Although it would seem that structured and unstructured peer-to-peer systems
form strict independent classes, this 'need actually not be case [see also Castro et
al. (2005)]. One key observation is that by carefully exchanging and selecting en-
tries from partial views, it is possible to construct and maintain specific topologies
of overlay networks. This topology management is achieved by adopting a two-
layered approach, as shown in Fig. 2-10.
Two-tier P2P architecture
1. Lower Level (Unstructured P2P):
- Task: Random graph support.
- Mechanism: Nodes periodically exchange records about neighbors (from the "partial review").
- Objective: To ensure that the "partial overview" contains information about randomly selected active nodes.
- Result: Create and maintain an up-to-date random network topology.
2. Upper level (Selection of the target topology):
- Getting information: Gets a "partial view" from the lower level.
- Additional selection: Selects nodes from the received list based on certain criteria (ranking function).
- Goal: To create a specific desired network topology (logical structure).
- Example:
-
Criteria: Nearest neighbors (distance between nodes).
- Action: Node P gradually generates a list of its nearest neighbors.
- Example: NxN Logical Grid:
-
Requirement: Each node must maintain a list of "c" nearest neighbors.
- Distance: d1 + d2, where d;=min(N-1ai-bil, lai-bil) is the distance between nodes (a1,a2) and (b1,b2).
- Operation: The lower level provides a random graph, while the upper level selects its nearest neighbors to build a logical grid.
Improvements and extensions in unstructured P2P networks
1. Semantic Proximity for efficient search:
- The idea: Use ranking functions that take into account the semantic proximity of the data.
- Goal: To create "semantic overlay networks" to improve search efficiency.
- Further discussion: It will be discussed in Chapter 5 in the context of attribute-based naming.
2. The problem of scalability and data retrieval:
- The problem: Data retrieval in growing unstructured networks is becoming problematic.
- Reason: Lack of deterministic routing (requests are mostly sent over the flood network).
-
Solutions:
- Flood limitation (to be discussed in Chapter 5).
- Using Superpeers.
3. Superpeers (Super Nodes):
- The idea: Special nodes that support the data index.
- Why: Help to solve the problem of scalability and improve search.
- Other scenarios: Useful in situations where resource coordination is necessary (for example, in a CDN content delivery network).
-
Examples:
- Data index: Nodes that store information about where the data is located.
- Brokers: Collect information about resource usage (for quick optimization of node selection).
- Superpeers Organization:
- Usually they themselves are organized in a P2P network (hierarchical structure).
- Regular nodes (clients) connect to their Superpeers.
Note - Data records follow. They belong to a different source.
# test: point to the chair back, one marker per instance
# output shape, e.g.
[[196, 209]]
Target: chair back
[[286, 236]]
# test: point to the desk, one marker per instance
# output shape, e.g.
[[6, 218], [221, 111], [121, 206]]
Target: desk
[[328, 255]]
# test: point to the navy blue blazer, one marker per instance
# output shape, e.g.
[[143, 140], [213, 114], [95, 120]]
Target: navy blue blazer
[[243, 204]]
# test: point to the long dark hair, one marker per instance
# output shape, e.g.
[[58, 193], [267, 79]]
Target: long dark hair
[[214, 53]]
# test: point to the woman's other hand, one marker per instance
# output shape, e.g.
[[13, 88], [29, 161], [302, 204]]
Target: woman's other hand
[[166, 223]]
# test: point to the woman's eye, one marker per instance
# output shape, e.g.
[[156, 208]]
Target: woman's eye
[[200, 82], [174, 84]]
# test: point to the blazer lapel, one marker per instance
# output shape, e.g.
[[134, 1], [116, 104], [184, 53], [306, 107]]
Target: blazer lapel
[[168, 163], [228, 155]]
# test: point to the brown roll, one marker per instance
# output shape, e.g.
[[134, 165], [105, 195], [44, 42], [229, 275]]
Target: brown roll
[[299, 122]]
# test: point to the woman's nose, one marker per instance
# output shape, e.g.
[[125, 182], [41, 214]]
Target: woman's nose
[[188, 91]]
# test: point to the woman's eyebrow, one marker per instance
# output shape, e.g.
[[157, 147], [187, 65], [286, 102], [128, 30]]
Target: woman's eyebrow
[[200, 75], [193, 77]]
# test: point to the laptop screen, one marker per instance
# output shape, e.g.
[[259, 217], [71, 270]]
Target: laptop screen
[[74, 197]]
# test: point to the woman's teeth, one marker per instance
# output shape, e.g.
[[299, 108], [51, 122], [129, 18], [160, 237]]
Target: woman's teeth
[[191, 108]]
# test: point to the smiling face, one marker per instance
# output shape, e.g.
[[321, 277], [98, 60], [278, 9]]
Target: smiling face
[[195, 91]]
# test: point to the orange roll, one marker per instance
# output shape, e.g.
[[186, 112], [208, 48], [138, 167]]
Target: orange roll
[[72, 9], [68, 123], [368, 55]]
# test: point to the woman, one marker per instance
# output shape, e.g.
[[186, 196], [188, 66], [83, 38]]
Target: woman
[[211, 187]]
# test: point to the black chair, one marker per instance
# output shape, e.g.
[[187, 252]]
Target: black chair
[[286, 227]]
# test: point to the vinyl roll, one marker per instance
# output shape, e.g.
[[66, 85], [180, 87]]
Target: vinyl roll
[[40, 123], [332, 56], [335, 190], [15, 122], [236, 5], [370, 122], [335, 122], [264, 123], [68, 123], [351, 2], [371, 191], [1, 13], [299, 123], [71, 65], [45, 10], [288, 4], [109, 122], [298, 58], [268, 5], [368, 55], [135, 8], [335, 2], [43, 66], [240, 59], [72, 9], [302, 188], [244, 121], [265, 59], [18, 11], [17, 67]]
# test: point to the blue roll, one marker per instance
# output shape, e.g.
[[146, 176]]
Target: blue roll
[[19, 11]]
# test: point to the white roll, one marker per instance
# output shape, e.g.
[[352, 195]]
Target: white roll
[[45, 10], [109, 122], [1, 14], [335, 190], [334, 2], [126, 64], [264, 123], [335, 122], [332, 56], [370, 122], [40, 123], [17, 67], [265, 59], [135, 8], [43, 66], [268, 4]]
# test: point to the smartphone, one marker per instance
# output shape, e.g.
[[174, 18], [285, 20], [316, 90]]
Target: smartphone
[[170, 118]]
- All communication of a regular node takes place through its Superpeer (see Fig. 2-12).
Detail: Superpeers and their role
1. Fixed client-superpeer connection:
- The principle: A regular node (client) joins superpeer when it enters the network and stays with it until it exits.
- Requirements: Superpeers must be long-lived and highly available.
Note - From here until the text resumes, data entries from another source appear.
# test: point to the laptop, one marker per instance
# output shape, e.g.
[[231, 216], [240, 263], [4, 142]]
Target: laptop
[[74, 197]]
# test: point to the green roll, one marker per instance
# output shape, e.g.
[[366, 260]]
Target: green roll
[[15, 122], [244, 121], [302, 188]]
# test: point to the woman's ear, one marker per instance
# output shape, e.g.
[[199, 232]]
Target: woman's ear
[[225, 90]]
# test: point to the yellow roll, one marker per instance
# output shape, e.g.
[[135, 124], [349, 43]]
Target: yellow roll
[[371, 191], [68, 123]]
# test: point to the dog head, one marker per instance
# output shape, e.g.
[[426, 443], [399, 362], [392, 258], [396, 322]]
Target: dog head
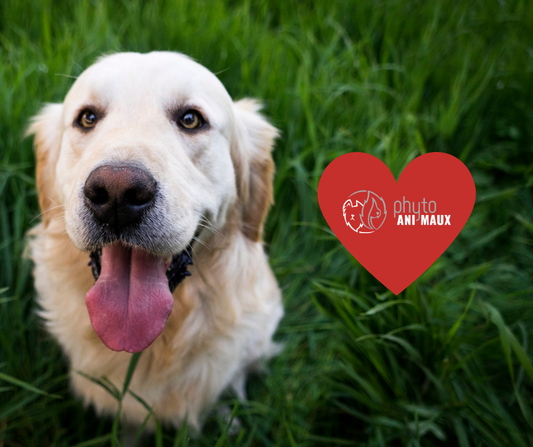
[[147, 151]]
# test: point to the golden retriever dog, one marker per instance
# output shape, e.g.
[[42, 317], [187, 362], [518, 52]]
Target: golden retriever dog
[[146, 174]]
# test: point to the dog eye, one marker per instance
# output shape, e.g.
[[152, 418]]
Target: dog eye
[[87, 119], [191, 119]]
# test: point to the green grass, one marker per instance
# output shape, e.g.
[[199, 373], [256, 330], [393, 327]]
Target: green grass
[[449, 362]]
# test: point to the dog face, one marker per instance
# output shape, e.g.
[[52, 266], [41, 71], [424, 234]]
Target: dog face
[[146, 151]]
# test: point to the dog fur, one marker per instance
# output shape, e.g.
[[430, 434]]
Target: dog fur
[[218, 181]]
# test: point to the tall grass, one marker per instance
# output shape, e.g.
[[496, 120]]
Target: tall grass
[[447, 362]]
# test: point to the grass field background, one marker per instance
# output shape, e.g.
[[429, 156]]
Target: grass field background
[[448, 361]]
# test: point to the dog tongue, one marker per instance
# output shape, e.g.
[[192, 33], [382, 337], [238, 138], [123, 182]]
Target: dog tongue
[[131, 301]]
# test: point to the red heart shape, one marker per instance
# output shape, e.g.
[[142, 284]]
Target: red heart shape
[[362, 204]]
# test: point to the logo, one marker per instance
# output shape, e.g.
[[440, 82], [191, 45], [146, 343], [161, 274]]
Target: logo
[[364, 212], [427, 206]]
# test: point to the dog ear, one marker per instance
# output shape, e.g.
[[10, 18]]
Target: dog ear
[[46, 127], [251, 151]]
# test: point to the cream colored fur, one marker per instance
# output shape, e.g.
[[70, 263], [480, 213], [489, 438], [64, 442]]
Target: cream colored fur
[[219, 181]]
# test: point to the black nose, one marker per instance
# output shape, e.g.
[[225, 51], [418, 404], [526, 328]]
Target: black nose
[[119, 195]]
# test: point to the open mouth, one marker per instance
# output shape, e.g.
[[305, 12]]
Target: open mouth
[[132, 297]]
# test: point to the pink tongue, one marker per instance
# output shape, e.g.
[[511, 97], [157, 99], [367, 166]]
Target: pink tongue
[[131, 301]]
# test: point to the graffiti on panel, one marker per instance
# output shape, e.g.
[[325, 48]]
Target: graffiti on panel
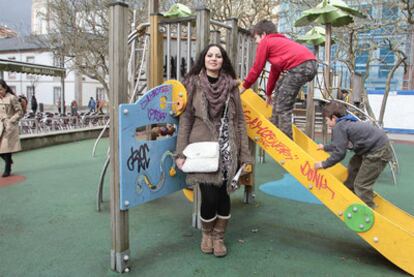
[[316, 177], [139, 158], [156, 115], [266, 136]]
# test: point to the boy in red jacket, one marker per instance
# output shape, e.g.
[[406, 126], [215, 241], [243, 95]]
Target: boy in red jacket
[[292, 66]]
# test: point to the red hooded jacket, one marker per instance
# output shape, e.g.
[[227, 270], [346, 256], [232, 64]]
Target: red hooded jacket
[[282, 53]]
- Accessibility Solutions: Backup schemes, for example, duplication of superpeers (clients connect to two).
2. Dynamic superpeer assignment:
- Fixed line restrictions: May not be optimal, for example, in file sharing networks.
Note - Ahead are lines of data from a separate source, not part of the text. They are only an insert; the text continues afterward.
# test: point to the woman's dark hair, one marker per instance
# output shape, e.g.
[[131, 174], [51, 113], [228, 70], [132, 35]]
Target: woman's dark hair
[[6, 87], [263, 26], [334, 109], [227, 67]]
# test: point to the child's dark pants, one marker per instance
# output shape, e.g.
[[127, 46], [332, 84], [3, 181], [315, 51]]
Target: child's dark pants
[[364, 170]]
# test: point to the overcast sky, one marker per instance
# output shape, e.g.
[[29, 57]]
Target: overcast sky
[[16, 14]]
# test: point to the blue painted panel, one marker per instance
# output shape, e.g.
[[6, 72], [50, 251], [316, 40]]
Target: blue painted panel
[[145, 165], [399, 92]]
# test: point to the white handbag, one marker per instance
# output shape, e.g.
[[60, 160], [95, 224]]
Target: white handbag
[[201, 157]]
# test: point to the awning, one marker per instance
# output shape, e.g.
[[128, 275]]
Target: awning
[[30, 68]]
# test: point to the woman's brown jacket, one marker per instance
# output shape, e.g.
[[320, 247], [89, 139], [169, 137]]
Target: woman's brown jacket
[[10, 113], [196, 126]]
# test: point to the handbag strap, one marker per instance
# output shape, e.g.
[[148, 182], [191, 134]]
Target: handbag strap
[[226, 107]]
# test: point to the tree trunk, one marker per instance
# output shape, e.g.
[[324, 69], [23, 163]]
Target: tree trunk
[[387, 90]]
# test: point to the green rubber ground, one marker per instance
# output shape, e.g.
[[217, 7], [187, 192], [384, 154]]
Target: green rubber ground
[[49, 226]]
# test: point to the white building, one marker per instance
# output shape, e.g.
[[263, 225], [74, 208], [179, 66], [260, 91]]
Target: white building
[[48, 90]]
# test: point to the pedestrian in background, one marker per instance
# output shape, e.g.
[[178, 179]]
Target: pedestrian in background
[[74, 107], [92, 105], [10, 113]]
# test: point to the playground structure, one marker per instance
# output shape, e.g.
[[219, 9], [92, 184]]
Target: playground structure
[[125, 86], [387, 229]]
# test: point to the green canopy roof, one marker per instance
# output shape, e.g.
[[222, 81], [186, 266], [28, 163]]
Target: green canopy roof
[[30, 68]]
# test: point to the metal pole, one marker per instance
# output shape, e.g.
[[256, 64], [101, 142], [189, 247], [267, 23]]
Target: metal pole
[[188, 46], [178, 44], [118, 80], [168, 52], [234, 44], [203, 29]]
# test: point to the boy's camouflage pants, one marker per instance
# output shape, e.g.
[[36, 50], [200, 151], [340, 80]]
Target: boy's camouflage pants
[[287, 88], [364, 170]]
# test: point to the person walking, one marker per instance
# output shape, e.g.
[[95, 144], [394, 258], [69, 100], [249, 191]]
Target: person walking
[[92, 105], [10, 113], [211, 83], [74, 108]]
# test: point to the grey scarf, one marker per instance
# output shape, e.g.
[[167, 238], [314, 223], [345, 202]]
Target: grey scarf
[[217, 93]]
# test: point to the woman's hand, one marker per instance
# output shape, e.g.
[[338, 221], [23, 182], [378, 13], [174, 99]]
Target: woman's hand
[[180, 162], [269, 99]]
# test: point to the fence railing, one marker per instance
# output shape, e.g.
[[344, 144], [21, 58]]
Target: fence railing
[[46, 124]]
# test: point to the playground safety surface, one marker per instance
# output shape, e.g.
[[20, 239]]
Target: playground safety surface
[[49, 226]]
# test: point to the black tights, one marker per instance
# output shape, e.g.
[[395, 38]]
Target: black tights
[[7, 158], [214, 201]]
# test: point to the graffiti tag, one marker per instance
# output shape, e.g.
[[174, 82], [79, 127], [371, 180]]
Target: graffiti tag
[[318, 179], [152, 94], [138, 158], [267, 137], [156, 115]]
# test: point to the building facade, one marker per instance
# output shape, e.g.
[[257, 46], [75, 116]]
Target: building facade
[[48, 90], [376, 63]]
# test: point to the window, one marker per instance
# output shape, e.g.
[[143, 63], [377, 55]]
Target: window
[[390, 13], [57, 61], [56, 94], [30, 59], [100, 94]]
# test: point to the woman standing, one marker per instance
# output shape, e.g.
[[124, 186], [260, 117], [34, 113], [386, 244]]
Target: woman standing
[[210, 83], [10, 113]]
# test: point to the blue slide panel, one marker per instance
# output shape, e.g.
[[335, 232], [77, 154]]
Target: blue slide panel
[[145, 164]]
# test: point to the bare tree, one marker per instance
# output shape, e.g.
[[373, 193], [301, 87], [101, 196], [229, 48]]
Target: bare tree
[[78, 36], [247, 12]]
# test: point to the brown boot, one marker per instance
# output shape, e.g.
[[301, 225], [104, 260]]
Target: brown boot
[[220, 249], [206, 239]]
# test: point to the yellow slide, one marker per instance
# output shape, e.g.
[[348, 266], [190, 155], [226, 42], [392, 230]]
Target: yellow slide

- Alternative: The client can bind to superpeer, which has an index of files of interest to the client.
-
Dynamic change: The client can change the superpeer (Garbacki et al., 2005):
- Priority: The superpeer who returns the search result gets a preference.
3. Superpeer Selection:
- The problem: How do I select the nodes that will be superpeers?
- Connection with the problem of choosing a leader: This task is related to the task of choosing a leader, which will be discussed in Chapter 6.